Sunday, March 25, 2018 | 2 a.m.
It’s a good day. So far.
VEGAS INC’s “40 Under 40” event, at which we recognized 40 young Las Vegans who have been contributing not only in their business careers but in their community and social endeavors to the betterment of Southern Nevada, was this past week. ( I recommend getting a copy of Las Vegas Weekly for complete details about these up-and-coming Las Vegans).
If you couple the “40 Under 40” with the hundreds and thousands of chronologically diverse Las Vegans who have come together on short notice to rally for Len Jessup and UNLV and against some members of the Board of Regents who would have had Len gone, then you have to conclude that Southern Nevada is starting to pull together in the right direction.
And that is a reason for celebration in a community that for too many of the past 10 years have had little to celebrate.
I remember a time when you couldn’t find 40 young Las Vegans, let alone the kind who can influence so many others in the business, social and civic community. Today, we are just like so many of our much older cousins across the country in that we have a committed cadre of youthful residents who are taking it upon themselves to build a city in which people in my generation could have only dreamed of living.

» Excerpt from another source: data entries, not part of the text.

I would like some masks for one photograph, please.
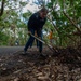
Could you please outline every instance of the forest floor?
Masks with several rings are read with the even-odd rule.
[[[53,53],[44,46],[45,57],[36,46],[28,49],[27,55],[14,49],[14,53],[2,51],[0,81],[81,81],[81,46],[55,50]]]

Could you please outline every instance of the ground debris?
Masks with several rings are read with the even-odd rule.
[[[0,56],[0,81],[81,81],[81,46],[56,50],[57,56],[45,59],[36,48],[26,56]],[[43,53],[52,52],[44,48]]]

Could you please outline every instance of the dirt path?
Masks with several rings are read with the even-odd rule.
[[[75,49],[59,49],[56,57],[46,58],[36,46],[28,49],[26,56],[16,52],[22,50],[0,48],[0,81],[81,81],[81,56]],[[52,52],[44,46],[43,54]]]

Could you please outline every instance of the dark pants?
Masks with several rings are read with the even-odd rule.
[[[32,35],[35,35],[35,29],[30,29],[30,31]],[[42,30],[41,29],[37,30],[37,35],[40,39],[42,39]],[[33,43],[33,40],[35,40],[35,38],[30,36],[25,48],[24,48],[25,52],[28,50],[30,44]],[[42,42],[38,41],[38,45],[39,45],[39,52],[41,53],[42,52]]]

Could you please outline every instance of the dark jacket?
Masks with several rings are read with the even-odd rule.
[[[35,30],[42,29],[43,25],[45,24],[45,21],[46,21],[46,18],[42,19],[38,12],[33,13],[28,21],[28,30],[30,30],[30,29],[35,29]]]

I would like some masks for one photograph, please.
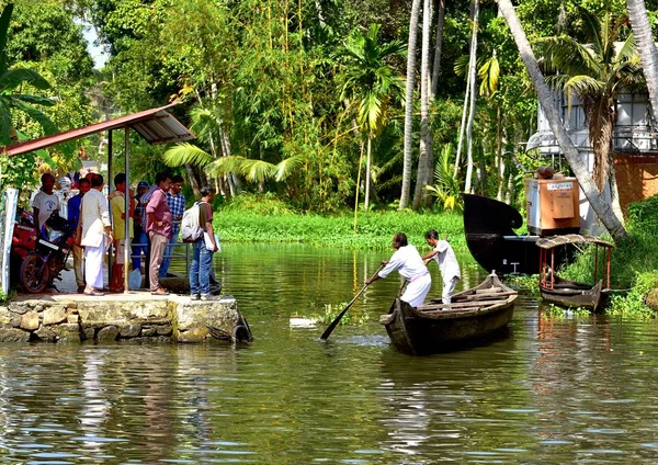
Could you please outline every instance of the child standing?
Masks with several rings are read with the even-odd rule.
[[[450,304],[457,281],[462,279],[460,263],[457,262],[457,258],[455,257],[452,247],[447,243],[447,240],[439,240],[439,232],[436,232],[435,229],[427,231],[424,237],[426,241],[433,250],[422,259],[426,264],[432,259],[439,264],[441,277],[443,277],[443,293],[441,299],[444,304]]]

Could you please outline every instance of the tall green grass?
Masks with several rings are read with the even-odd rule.
[[[275,214],[222,208],[215,214],[215,228],[224,241],[300,242],[342,249],[390,249],[396,232],[405,232],[409,242],[424,243],[424,232],[436,229],[456,251],[465,252],[464,223],[455,213],[364,212],[359,214],[356,232],[353,216],[322,216],[280,211]]]
[[[625,296],[614,296],[609,313],[646,316],[654,311],[644,303],[644,296],[658,284],[658,196],[632,204],[626,224],[628,239],[617,243],[611,256],[611,287],[629,290]],[[599,276],[605,259],[599,256]],[[594,248],[589,247],[567,265],[567,279],[593,283]]]

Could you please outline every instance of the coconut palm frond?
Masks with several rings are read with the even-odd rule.
[[[638,58],[639,54],[637,53],[637,44],[635,43],[635,35],[631,34],[624,43],[622,47],[616,53],[615,61],[622,60],[633,60],[634,58]]]
[[[274,167],[274,179],[276,181],[284,181],[302,165],[303,161],[304,160],[299,155],[281,160],[276,167]]]
[[[219,157],[213,159],[212,163],[206,165],[204,170],[207,174],[216,178],[226,175],[228,173],[241,173],[245,160],[247,159],[245,157],[240,157],[239,155]]]
[[[575,92],[580,98],[601,94],[605,86],[590,76],[574,76],[565,82],[566,92]]]
[[[498,79],[500,78],[500,64],[496,54],[488,58],[479,68],[478,76],[483,80],[480,83],[480,93],[492,95],[498,89]]]
[[[470,57],[468,55],[462,55],[455,59],[455,75],[457,76],[466,76],[468,71],[468,64],[470,61]]]
[[[164,155],[162,155],[162,160],[164,161],[164,165],[169,167],[193,165],[203,168],[212,163],[215,159],[212,155],[195,145],[181,143],[167,150]]]
[[[249,182],[264,182],[273,178],[276,167],[263,160],[243,159],[240,173]]]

Las Vegans, young and old, came together around the public airing of what should have been some private grumbling by a few members of the Board of Regents. For whatever reasons, some aren’t happy with Jessup’s successful leadership of Las Vegas’ growing university.
Time will tell if Chancellor Thom Reilly’s effort to move all job-related discussion to a future date will give Jessup the time and space he needs to continue down the successful road he is paving toward UNLV’s future. I hope President Jessup uses the time he has to move UNLV forward in such a fashion that this city will look back on this episode as just another of our unfortunate but necessary growing pains.
That ball is in Len’s court, as he is hearing some siren calls from others who recognize his substantial abilities even while some people in Nevada do not.
I mention this unpleasantness not to rehash a few dark days but to shed light on the bright future I see for Southern Nevada.
When I attended the 40 Under 40 awards event at Red Rock Resort this past Thursday night, UNLV was one of the many topics being discussed among those who are moving and shaking up our business community. I was heartened to hear from so many of these folks who were both keenly aware of what was going on and anxious to weigh in on possible solutions.
Of course, UNLV was just one topic. There was plenty being talked about — all around a common theme: how fortunate we all are to live in Las Vegas at this time and how we can each play an outsized role in making the future happen faster, better and with fewer bumps along the way.
In the past, such discussions could have been around a kitchen table — and a small one at that. Today, in 2018, there are hundreds of people all around our city having similar conversations and coming up with myriad ideas, solutions and action plans to make it all happen.
And that, my friends, is the kind of progress that will make Las Vegas’ future so much brighter for so many people.
Yes, it is a good day. And this is just the beginning.
Brian Greenspun is editor, publisher and owner of the Sun.